Colorectal cancer (CRC) is the second leading cause of cancer-related deaths worldwide. CRC liver metastases (CRLM) are often resistant to conventional treatments, with high rates of recurrence. Therefore, it is crucial to identify biomarkers for CRLM patients that predict cancer progression. This study utilised matrix-assisted laser desorption/ionisation mass spectrometry imaging (MALDI-MSI) in combination with liquid chromatography-tandem mass spectrometry (LC-MS/MS) to spatially map the CRLM tumour proteome. CRLM tissue microarrays (TMAs) of 84 patients were analysed using tryptic peptide MALDI-MSI to spatially monitor peptide abundances across CRLM tissues. Abundance of peptides was compared between tumour vs stroma, male vs female and across three groups of patients based on overall survival (0-3 years, 4-6 years, and 7+ years).

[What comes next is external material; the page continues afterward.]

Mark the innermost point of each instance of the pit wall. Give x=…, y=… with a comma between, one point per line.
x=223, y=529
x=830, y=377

Peptides were then characterised and matched using LC-MS/MS. A total of 471 potential peptides were identified by MALDI-MSI. Our results show that two unidentified m/z values (1589.876 and 1092.727) had significantly higher intensities in tumours compared to stroma. Ten m/z values were identified to have correlation with biological sex. Survival analysis identified three peptides (Histone H4, Haemoglobin subunit alpha, and Inosine-5'-monophosphate dehydrogenase 2) and two unidentified m/z values (1305.840 and 1661.060) that were significantly higher in patients with shorter survival (0-3 years relative to 4-6 years and 7+ years). This is the first study using MALDI-MSI, combined with LC-MS/MS, on a large cohort of CRLM patients to identify the spatial proteome in this malignancy. Further, we identify several protein candidates that may be suitable for drug targeting or for future prognostic biomarker development.